What is negative equity: it means the amount you would still be owing after you sell the property and pay off your mortgage. For example, if you bought a house for 600,000 and you borrowed 500,000, which meant that you paid 100,000 as downpayment. Now the house is only worth 450,000 hence your negative equity would be 500,000 - 450,000 = 50,000. Negative equity is 50,000 but in actuality you have already lost 100,000 (downpayment) + 50,000 = 150,000 (not including the many monthly payments may have already made on the property).
HKMA chief executive Joseph Yam Chi-kwong said the increase was anticipated and that it will continue. "But I don't expect the situation will be as bad as in 1998 to 2003. Property prices are tending to remain stable at a certain level," he said.

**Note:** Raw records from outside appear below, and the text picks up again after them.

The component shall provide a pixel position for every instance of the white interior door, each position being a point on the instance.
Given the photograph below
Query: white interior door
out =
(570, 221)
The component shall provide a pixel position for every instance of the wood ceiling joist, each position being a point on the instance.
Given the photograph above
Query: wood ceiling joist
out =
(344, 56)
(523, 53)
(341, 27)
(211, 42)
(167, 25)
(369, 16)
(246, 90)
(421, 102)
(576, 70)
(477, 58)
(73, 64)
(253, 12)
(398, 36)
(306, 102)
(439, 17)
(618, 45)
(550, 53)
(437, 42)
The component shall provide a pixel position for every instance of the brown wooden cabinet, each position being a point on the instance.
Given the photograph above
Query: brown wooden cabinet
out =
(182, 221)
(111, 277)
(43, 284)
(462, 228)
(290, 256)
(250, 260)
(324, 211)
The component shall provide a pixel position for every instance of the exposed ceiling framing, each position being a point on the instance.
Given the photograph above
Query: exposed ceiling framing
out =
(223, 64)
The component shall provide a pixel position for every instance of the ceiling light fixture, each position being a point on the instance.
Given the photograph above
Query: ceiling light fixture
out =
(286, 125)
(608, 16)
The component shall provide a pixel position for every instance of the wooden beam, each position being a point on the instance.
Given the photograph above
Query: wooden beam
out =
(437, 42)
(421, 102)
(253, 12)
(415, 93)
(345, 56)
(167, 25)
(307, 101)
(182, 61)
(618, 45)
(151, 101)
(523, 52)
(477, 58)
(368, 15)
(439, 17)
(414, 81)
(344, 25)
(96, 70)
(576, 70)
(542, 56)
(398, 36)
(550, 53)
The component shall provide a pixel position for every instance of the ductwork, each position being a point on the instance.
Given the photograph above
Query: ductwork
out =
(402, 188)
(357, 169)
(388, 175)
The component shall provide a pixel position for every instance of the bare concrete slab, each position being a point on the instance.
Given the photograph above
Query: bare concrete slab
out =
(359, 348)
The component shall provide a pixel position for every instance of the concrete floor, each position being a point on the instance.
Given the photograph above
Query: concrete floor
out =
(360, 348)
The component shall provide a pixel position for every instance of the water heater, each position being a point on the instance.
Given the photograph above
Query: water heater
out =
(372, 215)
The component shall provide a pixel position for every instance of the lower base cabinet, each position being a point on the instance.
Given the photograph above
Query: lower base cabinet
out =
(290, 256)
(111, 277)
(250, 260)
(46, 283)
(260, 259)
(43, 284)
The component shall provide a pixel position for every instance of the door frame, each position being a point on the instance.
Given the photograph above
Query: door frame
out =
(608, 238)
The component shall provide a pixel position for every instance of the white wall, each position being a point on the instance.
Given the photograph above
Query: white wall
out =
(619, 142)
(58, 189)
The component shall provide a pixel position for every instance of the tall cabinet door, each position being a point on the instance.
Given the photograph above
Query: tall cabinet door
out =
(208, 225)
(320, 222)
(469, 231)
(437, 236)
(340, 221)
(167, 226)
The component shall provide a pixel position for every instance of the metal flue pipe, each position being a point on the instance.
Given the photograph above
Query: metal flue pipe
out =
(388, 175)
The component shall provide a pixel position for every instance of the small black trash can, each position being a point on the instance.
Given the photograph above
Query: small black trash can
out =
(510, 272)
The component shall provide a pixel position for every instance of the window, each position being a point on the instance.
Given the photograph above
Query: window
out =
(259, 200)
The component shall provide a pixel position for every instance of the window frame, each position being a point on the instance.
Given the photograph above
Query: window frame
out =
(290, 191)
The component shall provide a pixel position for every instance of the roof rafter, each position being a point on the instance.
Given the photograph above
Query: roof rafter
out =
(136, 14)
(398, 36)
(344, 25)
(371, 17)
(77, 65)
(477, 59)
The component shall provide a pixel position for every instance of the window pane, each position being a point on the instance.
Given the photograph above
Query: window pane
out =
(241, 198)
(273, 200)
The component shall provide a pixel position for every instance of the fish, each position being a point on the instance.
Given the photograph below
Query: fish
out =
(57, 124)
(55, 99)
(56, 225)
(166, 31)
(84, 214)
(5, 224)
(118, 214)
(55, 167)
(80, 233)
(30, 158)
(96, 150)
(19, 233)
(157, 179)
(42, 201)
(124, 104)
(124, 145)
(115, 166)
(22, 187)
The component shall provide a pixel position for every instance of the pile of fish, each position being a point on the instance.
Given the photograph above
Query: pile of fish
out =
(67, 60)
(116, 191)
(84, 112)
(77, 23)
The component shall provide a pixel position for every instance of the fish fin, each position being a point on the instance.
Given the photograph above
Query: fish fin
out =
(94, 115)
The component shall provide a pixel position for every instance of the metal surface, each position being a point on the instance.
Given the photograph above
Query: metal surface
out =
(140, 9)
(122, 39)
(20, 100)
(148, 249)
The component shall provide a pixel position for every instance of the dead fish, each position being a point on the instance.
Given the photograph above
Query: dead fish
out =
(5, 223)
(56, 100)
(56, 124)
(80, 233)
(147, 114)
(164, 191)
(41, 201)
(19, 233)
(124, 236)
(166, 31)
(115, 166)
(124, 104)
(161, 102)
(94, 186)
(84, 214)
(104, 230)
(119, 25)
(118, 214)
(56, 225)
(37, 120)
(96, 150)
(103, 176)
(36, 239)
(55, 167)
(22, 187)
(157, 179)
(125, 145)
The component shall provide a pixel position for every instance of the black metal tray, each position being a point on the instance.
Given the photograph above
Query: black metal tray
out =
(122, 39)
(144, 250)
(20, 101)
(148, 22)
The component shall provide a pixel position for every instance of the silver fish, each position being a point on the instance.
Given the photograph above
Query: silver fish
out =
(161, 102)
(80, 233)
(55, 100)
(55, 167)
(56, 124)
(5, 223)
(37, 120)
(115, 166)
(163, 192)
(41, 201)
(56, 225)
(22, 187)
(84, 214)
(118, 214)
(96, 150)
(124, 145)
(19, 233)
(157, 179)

While the developments are to be expected, what is more important is to see the negative equity figure as a benchmark as a severity of the recession. We must remember that Hong Kong saw a peak of 105,697 negative equity cases in June 2003 amid the SARS outbreak. So 11,000 is still very acceptable. But the the flip side is that the number in negative equity will rise exponentially and very swiftly if property prices were to slide in greater quantum for the next 6 months. Possibly another 10% slide in price would bring the negative equity figures close to the 2003 SARS level.

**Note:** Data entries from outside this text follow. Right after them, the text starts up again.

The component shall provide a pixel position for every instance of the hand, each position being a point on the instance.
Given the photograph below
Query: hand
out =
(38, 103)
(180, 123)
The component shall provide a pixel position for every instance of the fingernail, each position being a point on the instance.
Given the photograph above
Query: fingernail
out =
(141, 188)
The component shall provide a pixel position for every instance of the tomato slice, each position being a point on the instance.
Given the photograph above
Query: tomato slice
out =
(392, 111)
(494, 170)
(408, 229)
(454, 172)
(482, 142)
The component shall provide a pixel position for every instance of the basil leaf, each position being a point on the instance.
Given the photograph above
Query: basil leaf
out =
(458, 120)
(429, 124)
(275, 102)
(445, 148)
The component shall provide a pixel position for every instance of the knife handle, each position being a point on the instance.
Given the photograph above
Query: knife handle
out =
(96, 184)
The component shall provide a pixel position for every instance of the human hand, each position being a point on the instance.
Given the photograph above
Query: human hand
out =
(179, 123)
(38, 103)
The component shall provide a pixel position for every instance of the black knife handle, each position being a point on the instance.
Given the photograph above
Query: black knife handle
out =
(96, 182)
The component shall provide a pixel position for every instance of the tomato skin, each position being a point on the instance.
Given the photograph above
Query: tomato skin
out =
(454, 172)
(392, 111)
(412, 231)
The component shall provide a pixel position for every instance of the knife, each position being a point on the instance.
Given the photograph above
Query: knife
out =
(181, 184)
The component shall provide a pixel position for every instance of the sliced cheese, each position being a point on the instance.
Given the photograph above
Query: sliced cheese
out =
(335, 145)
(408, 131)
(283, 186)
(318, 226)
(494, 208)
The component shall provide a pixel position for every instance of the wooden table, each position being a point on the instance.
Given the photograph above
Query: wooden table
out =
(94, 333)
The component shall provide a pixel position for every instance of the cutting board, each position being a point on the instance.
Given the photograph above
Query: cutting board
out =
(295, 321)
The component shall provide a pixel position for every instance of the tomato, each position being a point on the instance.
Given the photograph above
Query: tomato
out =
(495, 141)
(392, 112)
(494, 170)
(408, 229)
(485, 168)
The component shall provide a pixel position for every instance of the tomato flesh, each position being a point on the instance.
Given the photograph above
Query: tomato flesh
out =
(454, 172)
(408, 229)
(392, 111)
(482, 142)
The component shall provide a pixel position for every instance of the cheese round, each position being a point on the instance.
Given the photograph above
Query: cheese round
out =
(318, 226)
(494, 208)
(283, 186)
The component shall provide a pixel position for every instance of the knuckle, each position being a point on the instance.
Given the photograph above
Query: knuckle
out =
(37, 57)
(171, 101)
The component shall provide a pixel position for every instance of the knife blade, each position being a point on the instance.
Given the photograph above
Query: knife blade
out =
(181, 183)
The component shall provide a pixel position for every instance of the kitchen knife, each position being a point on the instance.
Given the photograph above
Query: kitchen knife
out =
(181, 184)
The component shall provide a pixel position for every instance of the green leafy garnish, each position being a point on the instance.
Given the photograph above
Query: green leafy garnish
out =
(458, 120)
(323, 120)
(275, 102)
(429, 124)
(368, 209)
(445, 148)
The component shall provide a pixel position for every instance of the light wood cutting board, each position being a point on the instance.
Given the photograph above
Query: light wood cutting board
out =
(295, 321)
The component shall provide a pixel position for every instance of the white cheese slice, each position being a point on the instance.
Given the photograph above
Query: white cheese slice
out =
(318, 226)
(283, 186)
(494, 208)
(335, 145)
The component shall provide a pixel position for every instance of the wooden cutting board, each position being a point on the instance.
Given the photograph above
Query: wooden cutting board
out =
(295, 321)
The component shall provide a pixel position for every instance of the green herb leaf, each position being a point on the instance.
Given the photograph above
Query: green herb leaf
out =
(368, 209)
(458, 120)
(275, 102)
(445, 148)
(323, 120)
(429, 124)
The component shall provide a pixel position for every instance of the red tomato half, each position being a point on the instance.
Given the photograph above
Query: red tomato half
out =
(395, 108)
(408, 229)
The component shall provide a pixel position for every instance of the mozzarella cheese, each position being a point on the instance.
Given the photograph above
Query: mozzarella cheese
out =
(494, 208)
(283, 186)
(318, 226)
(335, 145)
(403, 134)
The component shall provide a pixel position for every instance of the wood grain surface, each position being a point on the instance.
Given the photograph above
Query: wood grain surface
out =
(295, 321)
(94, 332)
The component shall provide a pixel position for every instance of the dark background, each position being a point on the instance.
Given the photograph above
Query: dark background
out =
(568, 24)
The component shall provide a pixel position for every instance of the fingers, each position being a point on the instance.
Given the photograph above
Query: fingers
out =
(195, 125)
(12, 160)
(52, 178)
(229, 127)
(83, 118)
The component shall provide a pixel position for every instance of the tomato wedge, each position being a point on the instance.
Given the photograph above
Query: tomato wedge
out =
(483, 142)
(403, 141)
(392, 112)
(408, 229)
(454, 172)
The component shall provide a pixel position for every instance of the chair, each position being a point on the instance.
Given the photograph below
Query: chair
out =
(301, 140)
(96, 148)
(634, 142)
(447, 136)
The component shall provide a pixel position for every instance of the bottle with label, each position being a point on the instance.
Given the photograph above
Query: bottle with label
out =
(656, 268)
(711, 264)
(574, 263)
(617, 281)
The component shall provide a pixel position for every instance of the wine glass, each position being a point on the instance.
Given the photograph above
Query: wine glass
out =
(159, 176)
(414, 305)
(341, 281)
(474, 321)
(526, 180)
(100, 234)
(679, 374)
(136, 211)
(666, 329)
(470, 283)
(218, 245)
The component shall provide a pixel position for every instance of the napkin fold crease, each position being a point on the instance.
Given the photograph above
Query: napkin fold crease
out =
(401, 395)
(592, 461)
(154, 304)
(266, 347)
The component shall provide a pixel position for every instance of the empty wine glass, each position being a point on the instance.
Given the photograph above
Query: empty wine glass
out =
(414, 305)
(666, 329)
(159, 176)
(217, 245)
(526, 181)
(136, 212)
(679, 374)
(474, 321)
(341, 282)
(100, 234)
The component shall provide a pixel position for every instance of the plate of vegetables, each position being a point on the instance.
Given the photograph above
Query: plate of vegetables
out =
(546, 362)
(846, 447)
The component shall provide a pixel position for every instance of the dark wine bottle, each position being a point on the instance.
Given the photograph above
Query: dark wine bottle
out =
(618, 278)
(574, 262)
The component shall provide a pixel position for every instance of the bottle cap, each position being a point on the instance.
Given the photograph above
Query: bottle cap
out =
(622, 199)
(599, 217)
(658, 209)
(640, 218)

Pan Asian Mortgage Advisory economist Alvin Ho predicts the number of negative-equity homeowners will increase to more than 20,000 this year if property prices continue to decline. Real estate prices in the secondary market dropped 20 percent to an average of HK$3,410 per square foot in the fourth quarter from last year's peak of HK$4,251 psf, according to Midland Realty. The HKMA said the aggregate value of mortgages in negative equity rose 313 percent to HK$24.8 billion in the fourth quarter from the previous quarter. The unsecured portion of these loans rose to HK$2.7 billion. The loan-to- value ratio of the loans increased to 112 percent from 107 percent. The three-month delinquency ratio of negative equity mortgages fell to 0.05 percent from 0.08 percent.

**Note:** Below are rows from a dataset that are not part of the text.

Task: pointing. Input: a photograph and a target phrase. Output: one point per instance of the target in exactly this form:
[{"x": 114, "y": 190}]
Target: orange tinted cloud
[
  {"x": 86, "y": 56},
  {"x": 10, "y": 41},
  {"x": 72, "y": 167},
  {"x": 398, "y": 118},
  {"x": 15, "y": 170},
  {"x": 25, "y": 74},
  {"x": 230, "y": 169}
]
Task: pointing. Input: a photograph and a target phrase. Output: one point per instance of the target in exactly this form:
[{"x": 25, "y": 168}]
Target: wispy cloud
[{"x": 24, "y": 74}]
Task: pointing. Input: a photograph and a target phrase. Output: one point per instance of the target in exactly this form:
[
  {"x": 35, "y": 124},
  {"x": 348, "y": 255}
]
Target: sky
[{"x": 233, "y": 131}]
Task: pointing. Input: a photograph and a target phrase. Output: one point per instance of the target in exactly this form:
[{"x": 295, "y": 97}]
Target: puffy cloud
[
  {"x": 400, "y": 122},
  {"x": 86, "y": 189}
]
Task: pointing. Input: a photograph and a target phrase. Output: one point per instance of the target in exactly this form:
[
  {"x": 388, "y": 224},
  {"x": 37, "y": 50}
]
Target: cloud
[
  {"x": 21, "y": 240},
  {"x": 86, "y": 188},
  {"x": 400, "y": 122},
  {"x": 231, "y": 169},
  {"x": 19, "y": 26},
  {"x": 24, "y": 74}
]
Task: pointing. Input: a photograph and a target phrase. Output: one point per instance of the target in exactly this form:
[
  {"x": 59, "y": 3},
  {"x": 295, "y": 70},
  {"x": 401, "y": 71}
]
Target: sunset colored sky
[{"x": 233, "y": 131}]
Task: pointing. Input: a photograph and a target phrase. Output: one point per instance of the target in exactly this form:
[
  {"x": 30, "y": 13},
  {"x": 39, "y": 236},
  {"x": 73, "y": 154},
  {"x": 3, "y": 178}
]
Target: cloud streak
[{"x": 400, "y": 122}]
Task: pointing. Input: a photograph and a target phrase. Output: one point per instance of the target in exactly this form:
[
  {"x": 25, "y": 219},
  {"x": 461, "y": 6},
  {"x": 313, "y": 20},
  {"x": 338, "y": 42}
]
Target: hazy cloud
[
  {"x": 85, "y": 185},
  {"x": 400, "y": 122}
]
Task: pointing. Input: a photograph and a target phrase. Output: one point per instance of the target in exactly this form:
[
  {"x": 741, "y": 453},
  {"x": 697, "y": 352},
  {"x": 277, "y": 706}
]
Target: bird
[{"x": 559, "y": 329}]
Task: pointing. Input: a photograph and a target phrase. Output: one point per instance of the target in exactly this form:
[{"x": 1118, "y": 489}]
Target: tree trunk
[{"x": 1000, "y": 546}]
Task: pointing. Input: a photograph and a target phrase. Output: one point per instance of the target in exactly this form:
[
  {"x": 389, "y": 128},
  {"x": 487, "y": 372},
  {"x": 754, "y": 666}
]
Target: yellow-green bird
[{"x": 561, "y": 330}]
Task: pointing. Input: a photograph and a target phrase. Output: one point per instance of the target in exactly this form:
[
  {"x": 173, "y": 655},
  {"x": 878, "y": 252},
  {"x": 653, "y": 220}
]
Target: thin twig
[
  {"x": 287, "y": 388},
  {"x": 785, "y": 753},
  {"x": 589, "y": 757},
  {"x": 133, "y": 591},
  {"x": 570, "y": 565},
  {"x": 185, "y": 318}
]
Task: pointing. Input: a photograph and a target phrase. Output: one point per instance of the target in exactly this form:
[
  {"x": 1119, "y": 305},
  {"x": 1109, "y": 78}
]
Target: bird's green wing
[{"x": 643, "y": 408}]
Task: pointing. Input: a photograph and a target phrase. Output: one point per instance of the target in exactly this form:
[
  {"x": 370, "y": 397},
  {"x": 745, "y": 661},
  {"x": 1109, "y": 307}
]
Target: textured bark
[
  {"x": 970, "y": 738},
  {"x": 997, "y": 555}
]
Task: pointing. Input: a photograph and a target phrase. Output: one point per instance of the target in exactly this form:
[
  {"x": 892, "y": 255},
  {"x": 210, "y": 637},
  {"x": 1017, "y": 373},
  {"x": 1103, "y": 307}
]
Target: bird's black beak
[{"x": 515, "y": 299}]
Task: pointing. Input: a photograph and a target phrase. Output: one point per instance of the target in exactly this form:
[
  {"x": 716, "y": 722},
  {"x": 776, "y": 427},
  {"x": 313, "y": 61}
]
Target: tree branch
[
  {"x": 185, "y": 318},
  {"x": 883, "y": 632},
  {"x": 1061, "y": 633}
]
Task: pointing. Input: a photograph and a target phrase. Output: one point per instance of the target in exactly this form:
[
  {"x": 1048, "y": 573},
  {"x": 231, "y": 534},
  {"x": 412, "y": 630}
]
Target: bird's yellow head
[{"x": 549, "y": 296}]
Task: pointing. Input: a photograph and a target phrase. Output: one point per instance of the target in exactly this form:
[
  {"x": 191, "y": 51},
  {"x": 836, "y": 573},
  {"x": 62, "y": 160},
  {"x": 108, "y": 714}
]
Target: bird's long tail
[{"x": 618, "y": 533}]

Meanwhile, Yam said companies in Hong Kong have more than HK$100 billion in syndicated loans that are due to expire this year. The HKMA will take appropriate action and "the government should keep an open mind" to help financing, he said. "Foreign banks based in Europe and America may have to handle their own problems at headquarters by deleveraging. Their foreign business will then be affected." However, Chinese University associate finance professor Raymond So Wai-man warned that the government will come "under great pressure if it helps companies refinance debt."
Yam said there is a risk that protectionism could spread from trade to finance. As an example, countries are no longer buying US Treasury bonds. The HKMA intends to cancel its temporary provision of additional funds to banks at the end of March but will review the facility at that time to decide if it needs to be extended.
Amidst all the planning and forecasting, HK should remember that its monetary policy, property price and hence stock market are tied to their currency peg. The USD has been injected with a huge array of new "fundamentals" over the last 6 months - HKMA should really reconsider the HK dolar peg because the "integrity, outlook and volatility of the USD" going forward will be more like a horror movie. You cannot have your currency tied to highly risky, highly indefensible monetary expansionary policies somewhere else... the USD by virtue of their actions over the last 6 months have basically sentenced the dollar to a long drawn out period of weakness and losing stature as a reserve currency.